El gran jefe Tattarooga

El gran jefe Tattarooga

El gran jefe Tattarooga

Esto, señores —dijo el guía con tono solemne— ¡es el Gran Cañón del Colorado!

Los turistas se asomaron al precipicio y miraron hacia abajo emocionados: frente a ellos caía, se abismaba una inmensa pared rocosa, escalonada. Sólo en algunos puntos se veía, a una profundidad fantástica, serpentear en su fondo el río Colorado, blanco de espuma.
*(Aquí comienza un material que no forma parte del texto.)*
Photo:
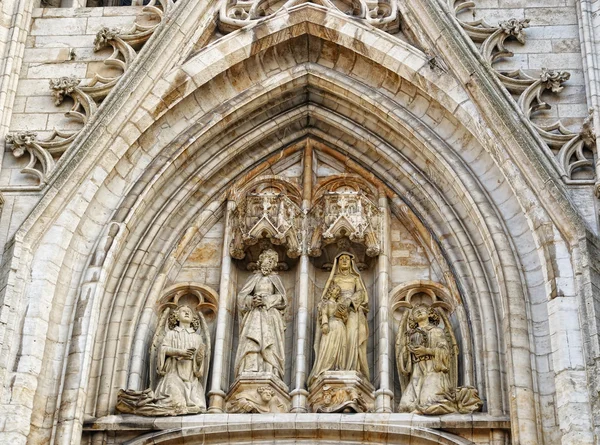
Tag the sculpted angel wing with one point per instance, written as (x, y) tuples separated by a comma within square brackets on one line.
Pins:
[(159, 335)]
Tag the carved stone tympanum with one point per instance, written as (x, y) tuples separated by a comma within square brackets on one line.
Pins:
[(427, 361), (180, 352), (339, 381), (260, 358)]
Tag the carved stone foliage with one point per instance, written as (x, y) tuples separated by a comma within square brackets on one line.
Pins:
[(427, 355), (341, 392), (86, 93), (339, 380), (571, 152), (180, 355), (235, 14), (267, 211), (344, 211)]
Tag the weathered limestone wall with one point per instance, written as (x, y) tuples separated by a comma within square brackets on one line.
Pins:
[(531, 355)]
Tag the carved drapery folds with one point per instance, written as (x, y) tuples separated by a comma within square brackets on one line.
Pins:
[(269, 210), (342, 210), (427, 353), (235, 14), (571, 152), (179, 356)]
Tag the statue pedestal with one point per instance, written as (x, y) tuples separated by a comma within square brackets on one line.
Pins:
[(341, 392), (256, 392)]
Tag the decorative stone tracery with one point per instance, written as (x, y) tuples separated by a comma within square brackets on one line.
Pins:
[(269, 211), (344, 210)]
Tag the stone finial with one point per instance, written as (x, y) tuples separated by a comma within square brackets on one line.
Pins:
[(20, 141), (553, 80), (63, 86), (104, 36), (515, 27)]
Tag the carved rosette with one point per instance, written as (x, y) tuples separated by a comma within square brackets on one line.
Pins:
[(342, 213), (268, 215)]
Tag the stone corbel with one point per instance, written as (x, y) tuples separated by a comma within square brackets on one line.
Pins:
[(40, 151), (86, 94)]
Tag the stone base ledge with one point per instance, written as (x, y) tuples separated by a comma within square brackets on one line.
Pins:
[(300, 421)]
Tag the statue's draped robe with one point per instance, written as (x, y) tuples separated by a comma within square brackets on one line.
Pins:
[(179, 390), (180, 385), (331, 348), (262, 330), (429, 383)]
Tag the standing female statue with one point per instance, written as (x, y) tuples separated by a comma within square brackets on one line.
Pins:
[(331, 343), (180, 349), (261, 304), (345, 275), (426, 356)]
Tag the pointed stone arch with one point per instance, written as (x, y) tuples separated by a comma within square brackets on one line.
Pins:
[(148, 185)]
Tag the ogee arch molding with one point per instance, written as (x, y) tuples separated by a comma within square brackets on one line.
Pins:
[(162, 176)]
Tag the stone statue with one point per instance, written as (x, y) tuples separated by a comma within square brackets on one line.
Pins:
[(345, 275), (181, 349), (331, 344), (339, 380), (426, 356), (261, 304)]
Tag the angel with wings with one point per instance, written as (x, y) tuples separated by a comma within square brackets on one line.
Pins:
[(180, 350), (427, 360)]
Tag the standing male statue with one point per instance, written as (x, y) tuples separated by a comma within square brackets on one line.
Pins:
[(261, 304)]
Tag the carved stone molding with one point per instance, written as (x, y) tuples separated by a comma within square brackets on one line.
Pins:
[(269, 210), (235, 14), (344, 210)]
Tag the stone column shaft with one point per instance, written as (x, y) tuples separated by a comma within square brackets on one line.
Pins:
[(301, 335), (384, 341), (221, 358)]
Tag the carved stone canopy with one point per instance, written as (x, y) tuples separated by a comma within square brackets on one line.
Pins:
[(267, 211), (344, 210)]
La pared opuesta del abismo estaba lejos y se perdía en una especie de neblina.

Durante unos minutos los turistas observaron en silencio aquel espectáculo imponente; luego un niño que se dio vuelta vio una cosa curiosa…

—¡Mamá —exclamó— ¡mira allá en la roca! ¡Un piel roja!

Todas las miradas se volvieron en la dirección indicada por el pequeño.

—Aquél, señores —explicó el guía con acento aún más ceremonioso—, es el gran jefe Tattarooga, que viene todos los días al río para meditar…

El gran jefe Tattarooga, rígido, inmóvil, acurrucado en el borde del precipicio, miró hacia abajo, hacia el abismo y, como les sucede a veces a los jefes pieles rojas muy viejos, oyó subir de abajo la voz del río:

—Hola, viejo Tattarooga…

—Hola, viejo río…

—¿Cuánto hace que vienes aquí Tattarooga? —preguntó el río.

Ofendido, Tattarooga, respondió:

—¿No recuerdas? ¡Hace casi ochenta años! Venía aquí de niño con mi padre y con mi tribu. ¡Ochenta años!

—¿Y que son ochenta años para mí? ¿Sabes que yo posiblemente sea el río más viejo de la Tierra? ¡Tengo casi 1.500 millones de años, viejo jefe!

Tattarooga, que se creía muy viejo, calló humillado.

—Durante todo este tiempo —volvió a hablar el río— he cavado mi lecho: tiene 350 kilómetros de largo, un kilómetro y medio de profundidad y un ancho entre seis y treinta kilómetros.

—Pero yo estoy en la cima plana de una montaña, no en la sima de una vorágine…

—En efecto: yo atravieso la montaña. La he cortado por la mitad, cavando en sus rocas esta hendidura. Toda la región de los alrededores, el desierto de Arizona, es más baja, es una llanura.

«Hace millones y millones de años todo esto era llanura y yo corría lenta y tranquilamente. Pero la zona en la que estaba mi lecho se elevó y así fue como comenzó mi trabajo de perforación.

—Entiendo —murmuró Tattarooga.

—Ahora los científicos pueden estudiar a lo largo de los costados de mi lecho las diversas capas rocosas que forman la superficie terrestre, ocultas en un tiempo en las profundidades del mar… ¿Comprendes? ¡Yo muestro a los hombres la historia de la Tierra!

Estaba por ponerse el sol. Tattarooga se levantó lentamente y se dispuso a volver a su choza.

—Mañana a la mañana estaré aquí, Colorado —dijo— Buenas noches.

—Buenas noches, Tattarooga, te esperaré.